On 06/07/2017 12:12 AM, Ali Çehreli wrote:
On 06/06/2017 12:13 PM, Jesse Phillips wrote:
 > On Monday, 5 June 2017 at 23:17:46 UTC, Ali Çehreli wrote:
 >>     auto a = [ 1, 2, 3, 4 ];
 >>     auto b = a;
[...]

The only issue remaining for me is the part that you've quoted:

Jesse Phillips didn't quote the spec. I guess you mean me.

For reference, the spec quote again [1]: "one may use the .capacity property to determine how many elements can be appended to the array without reallocating."

If we can trust capacity per spec, like we would trust after calling reserve(), then a and b in my code above are counter examples where both a and b have capacity initially but one of them will lose its capacity as soon as the other one gains an element.

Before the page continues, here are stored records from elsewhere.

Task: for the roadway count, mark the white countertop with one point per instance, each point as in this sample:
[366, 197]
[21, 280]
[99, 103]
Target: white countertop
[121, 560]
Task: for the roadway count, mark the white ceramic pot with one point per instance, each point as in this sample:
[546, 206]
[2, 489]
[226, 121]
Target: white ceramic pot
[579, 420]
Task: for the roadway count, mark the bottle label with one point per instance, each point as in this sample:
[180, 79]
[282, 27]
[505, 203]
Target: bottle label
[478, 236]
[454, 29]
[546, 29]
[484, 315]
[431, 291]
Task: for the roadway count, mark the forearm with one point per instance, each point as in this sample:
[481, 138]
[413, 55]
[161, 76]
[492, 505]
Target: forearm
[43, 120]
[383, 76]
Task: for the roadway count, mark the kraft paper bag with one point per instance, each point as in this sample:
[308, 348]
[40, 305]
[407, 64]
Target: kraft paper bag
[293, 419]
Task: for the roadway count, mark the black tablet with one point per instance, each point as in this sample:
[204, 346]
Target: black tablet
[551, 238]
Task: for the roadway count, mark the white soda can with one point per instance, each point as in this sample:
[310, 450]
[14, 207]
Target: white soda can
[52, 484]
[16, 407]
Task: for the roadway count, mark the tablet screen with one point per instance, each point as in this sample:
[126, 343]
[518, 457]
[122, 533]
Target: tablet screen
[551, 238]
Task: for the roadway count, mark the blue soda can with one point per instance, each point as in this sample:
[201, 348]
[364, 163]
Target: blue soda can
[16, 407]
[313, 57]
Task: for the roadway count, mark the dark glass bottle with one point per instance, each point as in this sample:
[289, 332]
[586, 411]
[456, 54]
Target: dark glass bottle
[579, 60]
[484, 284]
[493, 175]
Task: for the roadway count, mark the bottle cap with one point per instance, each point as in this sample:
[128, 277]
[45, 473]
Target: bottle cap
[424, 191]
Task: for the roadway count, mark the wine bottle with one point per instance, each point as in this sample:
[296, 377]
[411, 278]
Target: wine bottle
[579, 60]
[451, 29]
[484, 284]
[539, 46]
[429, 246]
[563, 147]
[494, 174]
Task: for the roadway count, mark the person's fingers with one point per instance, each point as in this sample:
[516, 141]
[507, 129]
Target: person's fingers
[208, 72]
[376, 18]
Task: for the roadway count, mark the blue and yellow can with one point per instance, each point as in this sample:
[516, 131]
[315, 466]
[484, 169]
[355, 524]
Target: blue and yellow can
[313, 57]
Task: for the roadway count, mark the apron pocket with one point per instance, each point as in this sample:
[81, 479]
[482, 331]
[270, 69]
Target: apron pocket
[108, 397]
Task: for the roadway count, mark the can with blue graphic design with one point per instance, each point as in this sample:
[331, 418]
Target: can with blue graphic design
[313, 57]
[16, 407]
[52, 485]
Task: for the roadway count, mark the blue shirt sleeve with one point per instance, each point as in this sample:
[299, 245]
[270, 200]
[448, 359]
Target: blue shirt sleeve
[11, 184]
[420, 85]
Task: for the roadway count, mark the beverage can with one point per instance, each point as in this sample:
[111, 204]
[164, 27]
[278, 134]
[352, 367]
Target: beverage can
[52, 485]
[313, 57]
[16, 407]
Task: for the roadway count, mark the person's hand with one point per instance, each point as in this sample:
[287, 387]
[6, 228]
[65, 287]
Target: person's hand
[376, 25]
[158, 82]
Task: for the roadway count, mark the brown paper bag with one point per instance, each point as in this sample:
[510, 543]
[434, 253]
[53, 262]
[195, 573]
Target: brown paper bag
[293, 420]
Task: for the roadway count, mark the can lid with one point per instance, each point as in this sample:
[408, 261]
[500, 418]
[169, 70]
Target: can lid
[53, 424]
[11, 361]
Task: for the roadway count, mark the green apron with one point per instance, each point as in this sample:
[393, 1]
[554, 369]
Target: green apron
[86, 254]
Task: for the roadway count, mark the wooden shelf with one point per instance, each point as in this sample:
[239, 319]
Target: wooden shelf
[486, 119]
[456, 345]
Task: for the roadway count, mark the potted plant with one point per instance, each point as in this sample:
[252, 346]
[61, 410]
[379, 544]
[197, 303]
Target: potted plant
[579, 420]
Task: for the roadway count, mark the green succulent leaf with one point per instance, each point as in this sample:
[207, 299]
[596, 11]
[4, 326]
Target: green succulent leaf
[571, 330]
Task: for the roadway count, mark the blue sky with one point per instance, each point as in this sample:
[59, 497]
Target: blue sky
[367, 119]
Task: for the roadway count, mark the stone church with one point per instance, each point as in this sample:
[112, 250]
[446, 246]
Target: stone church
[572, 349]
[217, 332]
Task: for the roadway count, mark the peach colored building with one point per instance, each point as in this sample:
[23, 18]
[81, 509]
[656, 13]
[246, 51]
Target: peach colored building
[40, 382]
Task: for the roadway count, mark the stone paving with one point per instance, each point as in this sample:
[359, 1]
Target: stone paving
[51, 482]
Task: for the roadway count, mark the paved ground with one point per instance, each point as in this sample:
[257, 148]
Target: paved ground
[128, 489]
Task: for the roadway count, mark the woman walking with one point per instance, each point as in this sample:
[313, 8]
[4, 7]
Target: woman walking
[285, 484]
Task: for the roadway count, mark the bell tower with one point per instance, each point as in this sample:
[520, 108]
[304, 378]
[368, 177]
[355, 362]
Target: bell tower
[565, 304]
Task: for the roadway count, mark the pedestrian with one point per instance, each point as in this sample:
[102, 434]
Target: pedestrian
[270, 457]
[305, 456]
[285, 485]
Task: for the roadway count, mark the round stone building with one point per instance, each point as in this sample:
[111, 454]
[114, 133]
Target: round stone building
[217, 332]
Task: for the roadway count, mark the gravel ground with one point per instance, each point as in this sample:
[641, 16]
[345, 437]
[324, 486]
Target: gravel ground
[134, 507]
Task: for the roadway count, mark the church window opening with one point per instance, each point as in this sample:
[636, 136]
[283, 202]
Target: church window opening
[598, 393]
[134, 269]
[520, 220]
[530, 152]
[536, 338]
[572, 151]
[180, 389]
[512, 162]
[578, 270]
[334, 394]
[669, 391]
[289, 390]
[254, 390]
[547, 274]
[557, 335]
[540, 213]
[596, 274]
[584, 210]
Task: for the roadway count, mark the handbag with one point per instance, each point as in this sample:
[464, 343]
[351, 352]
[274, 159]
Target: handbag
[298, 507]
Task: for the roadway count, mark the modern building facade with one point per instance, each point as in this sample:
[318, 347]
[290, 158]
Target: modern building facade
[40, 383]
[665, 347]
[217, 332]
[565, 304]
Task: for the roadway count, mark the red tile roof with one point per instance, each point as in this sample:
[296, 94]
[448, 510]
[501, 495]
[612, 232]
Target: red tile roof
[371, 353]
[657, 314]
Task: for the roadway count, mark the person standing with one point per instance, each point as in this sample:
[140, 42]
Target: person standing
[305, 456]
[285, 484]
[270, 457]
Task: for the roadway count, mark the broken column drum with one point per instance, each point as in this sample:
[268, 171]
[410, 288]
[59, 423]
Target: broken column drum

`reserve` works the same. `reserve`d capacity is still capacity and it can get snapped away by another slice.

----
void main()
{
    import std.stdio;

    int[] foo;
    writeln(foo.capacity); /* 0 */

    foo.reserve(10);
    writeln(foo.capacity); /* 15 */

    int[] bar = foo;
    bar ~= 1;
    writeln(foo.capacity); /* 0 -- bar took the capacity */
    writeln(bar.capacity); /* 15 */
}
----

You understand the spec to say that because `foo.capacity` is 15 at one point, you should then be able to put 15 elements into `foo` without relocation. And what `bar` does in the meantime shouldn't matter.

I don't think the spec is supposed to make that strong a guarantee, but I see how it can be interpreted that way. Maybe it should be reworded/amended to describe the actual behavior more precisely.